I reluctantly got up. “You sure?” I asked. My mom currently wore her hair in a simple ponytail that kept it out of her face when she worked. She’d had a multitude of styles over the years, such as every colour imaginable, a sidecut, and a variety of pixies. But still, a flat top was an extreme change.

“Yes,” she answered. “I want you to show me what you’ve got. You’ve got the passion for this craft, but passion is not enough. You need drive. Do you have what it takes, to keep pushing even when the going gets tough? Since you’re going to be working on an army base, you will need to have drive. Don’t let those suits push you around; you’re better than any bs they throw your way. This here is just a little test. Now, give your mom a nice short crop.”

“Alright,” I answered. “I suppose it’s my job to make my customers happy, even when the customer’s my own mom!”

“I’ve had short hair before,” She retorted. “Before you were born, I used to keep it buzzed. Had a Chelsea cut for a while at one point, too. It grows back. So why not play around with it? If you stick to this, you’ll get what I’m saying at some point. You’ll get that same urge.”

“If you say so,” I said as I caped her and untied her hair. It was just like my mom to play these kinds of games with me. She’d taught me how to bike by driving me further and further away from home, each time challenging me to get back on my own. I know saying it that way makes it sound abusive, but it never came off that way. There was warmth and kindness. Whenever it got to be too much, and I got scared or started crying, she’d comfort me and drop the whole thing. But once I was consoled, the challenge resumed, and I’d always end up wanting to impress my mom, and that desire led to me succeeding in the challenge.

I decided that this time would be no different. I grabbed my pair of clippers, took off their guard, and got to work shearing my mom’s nape. Auburn hair fell to the floor, leaving a grayish stubble. I then moved to her left ear, shaving the hair down around it.

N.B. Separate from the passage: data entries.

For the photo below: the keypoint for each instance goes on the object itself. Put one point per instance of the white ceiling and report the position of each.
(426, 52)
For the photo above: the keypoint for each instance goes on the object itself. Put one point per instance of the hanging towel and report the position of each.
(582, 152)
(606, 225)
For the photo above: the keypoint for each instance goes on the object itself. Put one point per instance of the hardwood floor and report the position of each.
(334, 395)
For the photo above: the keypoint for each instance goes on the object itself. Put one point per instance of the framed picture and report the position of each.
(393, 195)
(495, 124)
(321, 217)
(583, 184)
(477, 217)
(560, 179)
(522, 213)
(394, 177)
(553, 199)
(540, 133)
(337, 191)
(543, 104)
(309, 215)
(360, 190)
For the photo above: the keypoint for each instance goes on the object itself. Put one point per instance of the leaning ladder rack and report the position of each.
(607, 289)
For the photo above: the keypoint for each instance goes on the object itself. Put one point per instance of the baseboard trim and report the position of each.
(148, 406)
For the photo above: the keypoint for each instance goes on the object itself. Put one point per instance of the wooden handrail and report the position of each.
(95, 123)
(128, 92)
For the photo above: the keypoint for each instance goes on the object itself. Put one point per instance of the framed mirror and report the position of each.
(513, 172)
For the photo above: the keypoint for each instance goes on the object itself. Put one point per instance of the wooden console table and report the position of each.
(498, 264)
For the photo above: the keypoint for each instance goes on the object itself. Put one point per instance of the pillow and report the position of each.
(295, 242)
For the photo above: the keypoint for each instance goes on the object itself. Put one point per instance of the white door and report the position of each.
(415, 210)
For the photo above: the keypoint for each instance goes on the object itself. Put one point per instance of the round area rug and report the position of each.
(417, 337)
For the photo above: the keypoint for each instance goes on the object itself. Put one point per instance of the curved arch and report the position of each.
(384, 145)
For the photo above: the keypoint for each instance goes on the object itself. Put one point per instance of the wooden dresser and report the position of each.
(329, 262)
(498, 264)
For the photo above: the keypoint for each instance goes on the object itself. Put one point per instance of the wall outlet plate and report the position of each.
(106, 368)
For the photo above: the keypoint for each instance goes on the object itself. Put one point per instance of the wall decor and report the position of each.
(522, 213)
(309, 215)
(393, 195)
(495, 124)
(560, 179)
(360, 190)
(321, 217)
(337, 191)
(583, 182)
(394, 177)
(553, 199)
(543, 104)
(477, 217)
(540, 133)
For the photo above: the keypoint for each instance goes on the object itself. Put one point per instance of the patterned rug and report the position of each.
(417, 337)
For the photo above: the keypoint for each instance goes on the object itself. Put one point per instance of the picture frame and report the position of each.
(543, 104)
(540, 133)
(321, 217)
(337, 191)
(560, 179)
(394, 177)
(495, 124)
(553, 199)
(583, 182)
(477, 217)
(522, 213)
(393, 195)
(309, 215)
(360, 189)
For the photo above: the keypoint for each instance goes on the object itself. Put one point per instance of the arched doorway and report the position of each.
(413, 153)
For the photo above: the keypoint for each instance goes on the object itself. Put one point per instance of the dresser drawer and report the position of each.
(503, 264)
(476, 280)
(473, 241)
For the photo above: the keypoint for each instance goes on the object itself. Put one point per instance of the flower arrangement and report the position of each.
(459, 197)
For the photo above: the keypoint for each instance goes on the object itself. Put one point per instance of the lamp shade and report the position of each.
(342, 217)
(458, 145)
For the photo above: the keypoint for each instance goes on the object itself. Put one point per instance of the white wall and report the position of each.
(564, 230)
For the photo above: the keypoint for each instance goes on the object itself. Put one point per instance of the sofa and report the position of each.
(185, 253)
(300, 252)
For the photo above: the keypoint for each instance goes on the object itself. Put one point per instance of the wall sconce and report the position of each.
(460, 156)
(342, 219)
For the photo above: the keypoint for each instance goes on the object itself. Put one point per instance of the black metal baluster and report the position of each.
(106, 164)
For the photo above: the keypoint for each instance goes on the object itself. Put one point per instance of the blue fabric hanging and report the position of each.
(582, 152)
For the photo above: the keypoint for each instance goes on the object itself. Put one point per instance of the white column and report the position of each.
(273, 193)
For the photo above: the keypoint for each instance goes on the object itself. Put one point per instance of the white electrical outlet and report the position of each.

The right side followed. My mom was left with an uneven, shapeless mass on her crown, which I quickly attacked with my clippers, though this time with a #2 guard attached. The hair here was left marginally longer than the hair on the rest of her head.

I returned my attention to her nape and sides, applying lather from the old-school machine to them with a large brush. All of a sudden, my mom’s right hand flashed out from under the cape, holding a mahogany straight razor.

“Here, use this.” She said. “You can keep it. It’s time you had one of your own.”

I couldn’t believe it. It was my mom’s personal straight razor! I was pretty sure it was a hand-me-down from her own father, who I’d never had the chance to meet. “Mom, it’s too much. Keep it.”

“No, we’re passing this down in the family. Besides, it’s rude to turn down a gift. Now, finish this up. We don’t want the foam to dry.”

I accepted the razor, and immediately put it to use against my mom’s own scalp. I made methodic passes, wiping the foam and shaved stubble off the blade with a towel I lay across my mom’s right shoulder. The grayish stubble soon gave way to smooth skin. I finished off the look with some lotion and aftershave, and made a couple last passes with the razor to make sure the top was perfectly straight.

After I un-caped her, my mom took a good look at my work through the mirror. It was hard to gauge what she was thinking. After what felt like an interminable amount of time, she finally got up and gave me a big hug.

“Aw, sweetie. I always knew you had the makings of an amazing barber. This is perfect.”

We left the shop with our shorn hair, both feeling happy, confident and assured that whatever the future would bring us, we would face it together.